Congress members frustrated with computer viruses wonder how to protect public

“Members of Congress expressed frustration Wednesday over the exploding problems caused by malicious worms and viruses and asked whether additional laws and criminal prosecutions are necessary to protect the public,” Declan McCullagh for CNET

McCullagh reports, “Rep. Adam Putnam, the chairman of a House subcommittee that oversees government use of technology, suggested at a hearing that the U.S. Department of Justice and the FBI are not doing enough to identify and prosecute those responsible for the havoc caused by viruses such as the MSBlast worm, also known as Blaster and Lovsan.”

“‘There are hundreds of viruses released every year…but you can only recall two arrests, two convictions, two jail times?’ Putnam asked a Justice Department official. ‘Now I ask, ‘What’s the source of the threat? Is it foreign or domestic?’ Well, we really don’t know,'” McCullagh reports.

Full article here.

MacDailyNews Take: Congress should be asking whether homogenous or heterogenous platform environments are a better choice for safety and minimizing disruptions. Congress should also be examining what it is about Windows that makes it susceptible to viruses and worms along with finding and prosecuting virus writers. We would also suggest that Congress examine why the U.S. Department of Homeland Security awarded a five-year, $90 million enterprise agreement to Microsoft Corp to become the department’s primary technology provider (more info) when two weeks later, the same U.S. Department of Homeland Security said Windows was vulnerable to attack (more info).

Readers interesting in offering their suggestions to Rep. Adam Putnam, the chairman of a House subcommittee that oversees government use of technology can send a message to him via his website.

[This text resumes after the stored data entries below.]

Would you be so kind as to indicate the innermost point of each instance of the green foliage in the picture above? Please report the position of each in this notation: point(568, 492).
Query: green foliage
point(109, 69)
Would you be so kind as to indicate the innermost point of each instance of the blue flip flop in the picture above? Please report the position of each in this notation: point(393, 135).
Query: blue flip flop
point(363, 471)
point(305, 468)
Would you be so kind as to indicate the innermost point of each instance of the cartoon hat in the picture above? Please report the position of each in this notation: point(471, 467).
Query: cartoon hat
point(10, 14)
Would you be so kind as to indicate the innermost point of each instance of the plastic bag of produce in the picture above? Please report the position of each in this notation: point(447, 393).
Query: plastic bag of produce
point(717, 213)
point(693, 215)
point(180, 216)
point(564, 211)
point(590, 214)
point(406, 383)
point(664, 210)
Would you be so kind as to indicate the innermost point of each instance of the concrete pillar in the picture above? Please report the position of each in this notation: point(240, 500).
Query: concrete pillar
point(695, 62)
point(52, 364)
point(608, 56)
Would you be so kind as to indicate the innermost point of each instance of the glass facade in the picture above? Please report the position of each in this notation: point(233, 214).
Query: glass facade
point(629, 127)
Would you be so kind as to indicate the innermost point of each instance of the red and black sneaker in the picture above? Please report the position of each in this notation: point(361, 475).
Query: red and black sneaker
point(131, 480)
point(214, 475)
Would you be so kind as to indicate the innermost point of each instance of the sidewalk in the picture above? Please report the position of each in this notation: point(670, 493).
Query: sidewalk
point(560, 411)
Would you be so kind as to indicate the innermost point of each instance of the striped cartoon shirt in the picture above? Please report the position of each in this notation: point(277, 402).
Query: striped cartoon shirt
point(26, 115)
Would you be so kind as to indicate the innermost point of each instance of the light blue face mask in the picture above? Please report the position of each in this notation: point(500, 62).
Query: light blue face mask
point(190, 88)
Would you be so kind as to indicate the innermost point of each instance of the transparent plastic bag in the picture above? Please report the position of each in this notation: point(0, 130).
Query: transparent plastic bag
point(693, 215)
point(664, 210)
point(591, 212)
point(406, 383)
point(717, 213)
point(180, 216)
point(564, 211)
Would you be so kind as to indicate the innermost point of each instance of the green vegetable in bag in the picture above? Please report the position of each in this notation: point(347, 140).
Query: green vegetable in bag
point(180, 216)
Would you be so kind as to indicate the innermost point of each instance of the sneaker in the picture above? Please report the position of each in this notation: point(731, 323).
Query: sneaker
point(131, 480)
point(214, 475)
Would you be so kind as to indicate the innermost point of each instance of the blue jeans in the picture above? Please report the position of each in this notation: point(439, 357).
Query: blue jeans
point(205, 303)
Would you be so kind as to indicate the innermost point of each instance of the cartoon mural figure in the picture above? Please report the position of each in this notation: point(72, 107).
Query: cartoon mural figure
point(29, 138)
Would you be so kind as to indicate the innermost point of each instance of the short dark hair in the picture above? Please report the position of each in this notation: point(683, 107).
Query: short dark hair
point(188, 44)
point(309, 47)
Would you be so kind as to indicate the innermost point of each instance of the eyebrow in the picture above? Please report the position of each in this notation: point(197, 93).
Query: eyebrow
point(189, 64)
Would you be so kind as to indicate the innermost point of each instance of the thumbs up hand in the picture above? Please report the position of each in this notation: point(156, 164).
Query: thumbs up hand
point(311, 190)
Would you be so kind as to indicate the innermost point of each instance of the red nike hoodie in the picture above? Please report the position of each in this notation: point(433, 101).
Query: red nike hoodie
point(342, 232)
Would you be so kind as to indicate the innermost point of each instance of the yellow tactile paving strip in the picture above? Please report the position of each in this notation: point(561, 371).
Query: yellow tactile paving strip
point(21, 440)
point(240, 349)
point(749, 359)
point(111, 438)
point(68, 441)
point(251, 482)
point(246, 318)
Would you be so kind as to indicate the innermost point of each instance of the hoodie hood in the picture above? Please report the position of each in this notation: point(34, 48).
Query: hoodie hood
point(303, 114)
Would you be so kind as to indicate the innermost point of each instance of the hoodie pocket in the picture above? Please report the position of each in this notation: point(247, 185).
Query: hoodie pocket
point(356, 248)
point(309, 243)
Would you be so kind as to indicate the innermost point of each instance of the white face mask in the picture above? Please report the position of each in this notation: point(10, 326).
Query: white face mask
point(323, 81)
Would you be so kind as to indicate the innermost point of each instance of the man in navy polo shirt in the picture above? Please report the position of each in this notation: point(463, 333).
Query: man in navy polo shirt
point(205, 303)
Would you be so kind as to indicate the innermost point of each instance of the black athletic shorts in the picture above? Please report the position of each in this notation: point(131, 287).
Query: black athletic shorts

  1. Send your own letters to your congressman, or to Adam!! Cut and paste if necessary from below.


    Dear Sir:

    thank you for your efforts towards more secure computer software. As you well know, computers have now become critical parts of our daily lives. With computers controlling so much of our infrastructure, it is a surprise to me that software manufacturers are not held to the same accountability as car, appliance, or even aircraft makers. The billions of dollars lost due to computer viruses should be recouped from the software manufacturers who continue to release “swiss-cheese” software. If, as the Microsoft representative testified, viruses are more prevalent on Windows solely because of its popularity, then clearly the case must be made for a diversified computing platform. Like the bleak future for bananas, our standarization on one “breed” may have made certain things easier, but has also significantly increased our vulnerability. However, software is not “intrinsically” vulnerable. Despite Microsoft’s claim, other, more “modern” software are tremendously more secure, reliable, and accessible, than Microsoft’s 30 – year long patch of software designed in the 70’s. (Let us not forget the year 2000 fiasco. That was the most obvious artifact, but not the only one by any means.) In three years, Microsoft may introduce their “next generation” Longhorn software. Possibly, it will be more secure and robust. However, how many more billions of dollars must be lost until then? Worse, there is no guarantee of improvement.

    May I suggest:

    1. computing platform diversity – like creating mixed “breeds” so one virus does not wipe us out, or disable our Navy ships as happened a few years ago.
    2. specify “modernized” software with proven track record.
    3. launch class action lawsuits against the software manufacturers who release patently vulnerable code. As with many things American, only the threat of litigation brings out the best and most carefully thought out.

    Thank you for your consideration. I only wish my own congressman thought of addressing this issue.

    Michael Su

  2. Why is it we feel the need to protect stupid people? Do we want to spend tax dollars going after these kids who write viruses? Install regular updates and don’t run software from people you don’t know. End of problem!

    I live in a country where I am free to choose my own software and OS. I don’t want any government telling me otherwise, and I certainly don’t want the government dictating how I should write my software!